This winter has seemed endless. On Saturday, we woke to sleet, snow and slush (the trifecta from hell) which dissolved into a day-long drizzle fest. Naturally, we had things to do that entailed our being outside all day – namely driving to Ticonderoga to cut some trees and pick up a 16-foot utility trailer, and then spending the afternoon reworking fencing. By the end of day, we were soggy and chilly – but I heard a few tentative frogs in the wetlands to the east of the house.
Sunday was drier and warmer, and while it was hardly a sunny Easter Sunday, it was pleasant to be outside. We finished 90% of the fence rehab, played with the trailer, and played with the horses. Around 7:00 p.m., after eating dinner and heading outside one last time to put animals in, I heard it – the sound I long for all winter long and relish with squealing delight – the full-throated enmasse voice of the peepers in the wetlands both east and west of the house.
One of the great things about having wetlands is that you have the serenade of peepers in the spring. And our chorus doesn’t just peep. They roar. Their window of opportunity is a relatively short one. Depending on the weather, they only keep this joyful sound up for a month or so, to be replaced by the more sultry summer sounds of crickets when things really warm up.
We sleep with the head of our bed directly in front of a window, which has been open for a month or so now. The sound of the peepers mingles with the smell of wet, warming soil and that, my friends, is what I want my last memory on this earth to be. I have often said to hubby that when I die I hope it is in the spring, with warm weather and those wonderful sounds and scents around me, and not in the winter, curled up in a spastic ball of cold muscles and frozen hands.

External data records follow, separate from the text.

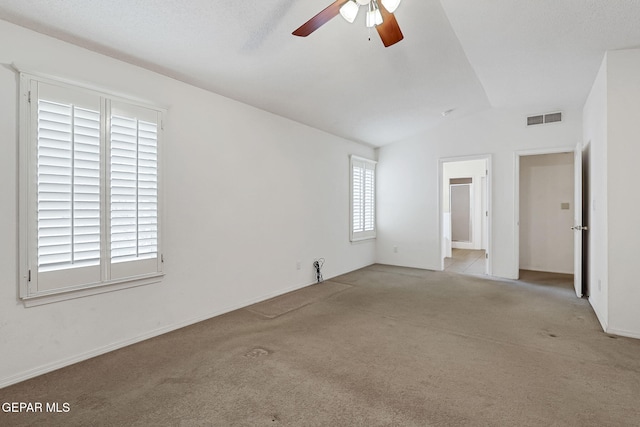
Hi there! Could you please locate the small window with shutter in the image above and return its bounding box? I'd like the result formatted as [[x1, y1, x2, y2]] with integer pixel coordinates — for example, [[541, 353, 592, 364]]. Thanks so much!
[[20, 73, 162, 305], [350, 156, 376, 242]]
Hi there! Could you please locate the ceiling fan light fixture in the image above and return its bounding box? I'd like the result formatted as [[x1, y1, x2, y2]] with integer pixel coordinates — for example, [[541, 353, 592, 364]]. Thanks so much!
[[382, 0, 400, 13], [367, 0, 382, 28], [340, 0, 360, 24]]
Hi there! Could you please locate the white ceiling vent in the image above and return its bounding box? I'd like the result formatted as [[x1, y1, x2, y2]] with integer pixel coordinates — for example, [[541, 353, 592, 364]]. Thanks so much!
[[527, 112, 562, 126]]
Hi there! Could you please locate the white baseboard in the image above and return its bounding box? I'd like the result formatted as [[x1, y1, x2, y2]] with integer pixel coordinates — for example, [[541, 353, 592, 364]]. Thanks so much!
[[588, 297, 609, 332], [605, 328, 640, 339], [0, 279, 320, 389]]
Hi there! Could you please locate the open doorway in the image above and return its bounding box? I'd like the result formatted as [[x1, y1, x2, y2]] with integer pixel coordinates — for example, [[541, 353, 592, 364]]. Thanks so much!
[[440, 156, 491, 274], [517, 152, 581, 288]]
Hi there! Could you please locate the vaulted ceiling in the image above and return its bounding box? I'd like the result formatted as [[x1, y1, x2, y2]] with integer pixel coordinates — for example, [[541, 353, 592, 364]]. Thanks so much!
[[0, 0, 640, 146]]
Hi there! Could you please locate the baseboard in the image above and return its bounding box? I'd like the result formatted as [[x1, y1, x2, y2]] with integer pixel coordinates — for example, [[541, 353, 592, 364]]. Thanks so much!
[[0, 279, 330, 389], [587, 297, 609, 332], [519, 265, 573, 274], [605, 328, 640, 339]]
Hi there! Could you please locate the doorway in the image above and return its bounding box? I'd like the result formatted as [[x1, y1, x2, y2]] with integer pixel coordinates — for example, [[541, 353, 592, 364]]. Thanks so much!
[[440, 156, 491, 274], [516, 151, 582, 282]]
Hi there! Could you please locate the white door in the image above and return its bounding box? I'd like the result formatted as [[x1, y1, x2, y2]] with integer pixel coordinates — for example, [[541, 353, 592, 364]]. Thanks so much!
[[571, 143, 587, 297]]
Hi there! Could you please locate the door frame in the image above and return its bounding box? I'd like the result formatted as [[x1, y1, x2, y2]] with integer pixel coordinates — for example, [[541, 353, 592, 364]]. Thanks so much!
[[437, 154, 493, 276], [512, 145, 582, 280]]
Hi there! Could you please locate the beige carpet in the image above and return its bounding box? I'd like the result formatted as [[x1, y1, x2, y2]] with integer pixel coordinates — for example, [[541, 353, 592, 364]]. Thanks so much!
[[0, 265, 640, 426], [246, 280, 351, 319]]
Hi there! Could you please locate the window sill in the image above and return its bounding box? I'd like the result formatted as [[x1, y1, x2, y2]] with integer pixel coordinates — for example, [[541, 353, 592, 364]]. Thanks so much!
[[21, 273, 164, 307], [351, 236, 376, 243]]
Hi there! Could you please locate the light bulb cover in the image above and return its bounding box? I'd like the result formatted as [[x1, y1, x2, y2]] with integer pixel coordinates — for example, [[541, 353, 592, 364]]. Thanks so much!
[[340, 0, 360, 24], [366, 1, 382, 28], [382, 0, 400, 13]]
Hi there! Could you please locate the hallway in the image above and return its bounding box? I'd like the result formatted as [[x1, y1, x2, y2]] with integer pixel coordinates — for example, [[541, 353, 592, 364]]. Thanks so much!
[[444, 249, 486, 275]]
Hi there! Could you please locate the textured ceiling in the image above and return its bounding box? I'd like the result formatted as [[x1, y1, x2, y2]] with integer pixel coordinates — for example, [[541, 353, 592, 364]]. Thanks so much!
[[0, 0, 640, 145]]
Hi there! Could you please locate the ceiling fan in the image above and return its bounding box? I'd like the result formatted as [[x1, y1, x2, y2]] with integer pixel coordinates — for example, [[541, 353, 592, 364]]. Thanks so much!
[[293, 0, 404, 47]]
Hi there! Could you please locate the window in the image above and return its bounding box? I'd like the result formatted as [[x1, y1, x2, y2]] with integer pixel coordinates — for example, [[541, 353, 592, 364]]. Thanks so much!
[[20, 73, 162, 305], [351, 156, 376, 242]]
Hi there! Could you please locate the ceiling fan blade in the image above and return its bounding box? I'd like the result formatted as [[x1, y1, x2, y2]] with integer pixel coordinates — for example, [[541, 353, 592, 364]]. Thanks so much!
[[292, 0, 349, 37], [376, 3, 404, 47]]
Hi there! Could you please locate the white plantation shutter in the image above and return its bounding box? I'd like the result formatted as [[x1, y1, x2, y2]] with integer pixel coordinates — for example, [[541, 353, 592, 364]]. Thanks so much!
[[363, 168, 376, 231], [351, 162, 364, 233], [34, 83, 101, 290], [20, 74, 161, 299], [351, 156, 376, 241], [110, 103, 158, 276]]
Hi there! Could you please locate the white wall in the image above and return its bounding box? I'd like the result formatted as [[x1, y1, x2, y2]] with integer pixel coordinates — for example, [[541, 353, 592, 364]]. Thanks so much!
[[442, 159, 487, 249], [377, 108, 582, 278], [519, 153, 574, 274], [604, 49, 640, 338], [583, 57, 609, 330], [0, 21, 375, 387]]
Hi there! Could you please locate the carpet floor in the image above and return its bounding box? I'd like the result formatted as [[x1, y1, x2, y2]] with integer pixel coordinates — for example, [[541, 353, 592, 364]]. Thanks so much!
[[0, 265, 640, 427]]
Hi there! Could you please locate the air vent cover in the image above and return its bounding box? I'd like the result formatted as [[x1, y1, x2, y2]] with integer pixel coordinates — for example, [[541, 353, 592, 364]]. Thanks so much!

(I can, however, do without the sound of the sump pump expelling gallons upon gallons of water out of the basement all night long – also right under our bedroom window. We jokingly say that the house has bladder control problems, but then I’m the one up twice a night to go to the bathroom. Think water fountain effect.)
Sunday also brought those Easter staples – peeps. Yes, I know they aren’t just for Easter anymore, as I’ve seen orange pumpkin peeps and green Christmas tree peeps, but come on, people. You can’t mess with a tried and true thing. The Lawyer Lady (my boss Cherie) indulged me in a couple of packages in the weeks leading up to Easter. It’s amazing the variety of ways people enjoy peeps. My personal philosophy is that they have to be eaten within 90 seconds of the cellophane being broken. Any staler and don’t bother, just give them to the horses. But that’s just me.
On Monday Cherie and I spotted some peeps being used as outdoor decorations. A couple of cars parked by the post office had peeps on the tips of their antennas. They looked a little bedraggled, like they had been drizzled on, but they were definitely pink and yellow peeps. Then we saw some peeps stuck on the ends of bare tree branches, and more adorning a shrub in front of the church. While it seemed a bit sacrilegious to be impaling peeps around town, it was nonetheless amusing and I would dare say a good way to deal with extra Easter candy.
They were probably stale to begin with.